Jane’s reign spanned nine days in July 1553. When Mary acceded, a trial was quickly held for Jane’s father-in-law, the mastermind behind the attempted coup. John Dudley, Duke of Northumberland, was tried and convicted in Westminster Hall on August 18, 1553, then executed four days later on Tower Hill.
Once this retribution had occurred, the other players were largely pardoned – including Henry Grey, Jane’s father. Not all of them could be – the direct actors, like Jane Grey and her husband Guildford Dudley, continued in the Tower until after Mary’s coronation. These pawns were finally brought to trial, along with Archbishop Thomas Cranmer and two other Dudley boys (Ambrose and Henry – but not Robert). Instead of Westminster, which was only for “noblemen,” they were tried at Guildhall.
As we know from Machyns Diary, “The lady Jane was in a blacke gowne, tourned downe; the cappe lined with fese velvet, and edget about with the same, in a French hoode, all black, with a black habilment, a black velvet boke hanging before hir, and another boke in hir open hand.”

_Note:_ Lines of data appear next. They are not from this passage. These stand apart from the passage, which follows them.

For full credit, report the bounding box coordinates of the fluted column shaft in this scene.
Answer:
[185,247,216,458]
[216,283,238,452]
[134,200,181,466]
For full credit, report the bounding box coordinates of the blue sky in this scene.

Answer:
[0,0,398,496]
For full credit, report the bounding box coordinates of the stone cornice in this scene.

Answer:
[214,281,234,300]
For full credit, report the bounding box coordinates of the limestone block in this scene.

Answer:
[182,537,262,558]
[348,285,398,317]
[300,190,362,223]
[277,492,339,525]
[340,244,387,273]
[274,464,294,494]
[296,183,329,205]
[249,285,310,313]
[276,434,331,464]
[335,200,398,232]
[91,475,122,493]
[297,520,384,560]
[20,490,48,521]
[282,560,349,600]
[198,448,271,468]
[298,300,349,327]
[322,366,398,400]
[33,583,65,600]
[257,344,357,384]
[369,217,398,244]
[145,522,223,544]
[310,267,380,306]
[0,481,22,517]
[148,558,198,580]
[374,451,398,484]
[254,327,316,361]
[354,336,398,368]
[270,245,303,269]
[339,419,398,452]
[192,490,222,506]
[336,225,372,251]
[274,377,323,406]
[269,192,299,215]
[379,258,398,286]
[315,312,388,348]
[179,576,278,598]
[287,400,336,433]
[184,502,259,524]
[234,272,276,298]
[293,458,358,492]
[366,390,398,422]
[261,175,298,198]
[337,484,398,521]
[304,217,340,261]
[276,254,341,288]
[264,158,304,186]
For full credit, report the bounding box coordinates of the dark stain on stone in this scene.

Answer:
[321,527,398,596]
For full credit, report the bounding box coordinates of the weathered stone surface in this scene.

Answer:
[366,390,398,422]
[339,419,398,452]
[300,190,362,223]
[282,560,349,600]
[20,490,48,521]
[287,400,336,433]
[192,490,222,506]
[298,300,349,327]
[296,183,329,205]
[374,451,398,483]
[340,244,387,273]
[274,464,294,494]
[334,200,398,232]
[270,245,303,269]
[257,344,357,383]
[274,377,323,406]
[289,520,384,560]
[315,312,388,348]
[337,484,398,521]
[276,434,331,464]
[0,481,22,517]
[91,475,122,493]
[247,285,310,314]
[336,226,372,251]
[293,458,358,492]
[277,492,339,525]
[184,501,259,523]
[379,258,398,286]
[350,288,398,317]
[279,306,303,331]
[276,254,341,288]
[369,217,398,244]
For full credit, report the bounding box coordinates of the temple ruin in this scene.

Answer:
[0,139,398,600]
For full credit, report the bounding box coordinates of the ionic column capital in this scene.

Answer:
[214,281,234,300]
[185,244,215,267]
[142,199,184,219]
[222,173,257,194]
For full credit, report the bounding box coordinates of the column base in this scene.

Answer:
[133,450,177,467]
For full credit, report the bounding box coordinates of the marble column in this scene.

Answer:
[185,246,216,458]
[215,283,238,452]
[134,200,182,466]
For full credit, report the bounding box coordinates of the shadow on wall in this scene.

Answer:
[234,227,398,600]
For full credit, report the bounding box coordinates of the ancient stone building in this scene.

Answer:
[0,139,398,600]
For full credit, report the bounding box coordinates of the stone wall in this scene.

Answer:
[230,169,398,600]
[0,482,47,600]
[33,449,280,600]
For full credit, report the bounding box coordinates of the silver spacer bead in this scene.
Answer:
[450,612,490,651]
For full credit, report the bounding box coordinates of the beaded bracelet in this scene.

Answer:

We get more from The Tower From Within, by Major-General Sir George Younghusband: “[T]he indictment ran ‘for assumption of the Royal authority by Lady Jane, for levying war against the Queen and conspiring to set up another in her room.’ The prisoners all pleaded guilty, and were duly sentenced; that passed on Lady Jane Grey was that ‘she should be burned alive on Tower Hill or beheaded as the Queen pleases.’ After sentence the prisoners returned on foot to the Tower, through the crowded streets of the city, guarded as before. An unnecessary humiliation, especially for a lady of rank, and cousin of the Queen. Lady Jane’s imprisonment at the Tower was not, however, made more irksome than necessary, for she was given ‘the libertie of the Tower, so that she might walk in the Quene’s garden and on the hill’.”
Except for making Jane walk on foot back to the Tower, Mary really showed remarkable courtesy to her young cousin. Between the intentional delay and the relative freedom, it really seemed that Mary would eventually rescind the sentence against them…and then Henry Grey did something really stupid: he joined the rebellion headed by Sir Thomas Wyatt (the younger) to protest Mary’s proposed marriage to Philip of Spain. Interestingly, the rebels were said to want to replace Mary with Elizabeth, not Jane Grey – but Henry Grey’s active participation suggested that Jane was the danger. She and Guilford were executed on February 12, 1554; Henry Grey followed them eleven days later.
Before Jane’s execution, Mary tried (unsuccessfully) to convert her. Hence the photo I chose to accompany this post: her victory over Stephen Gardiner. It’s getting a bit ahead of the story as it existed on the anniversary of this day, but I couldn’t resist.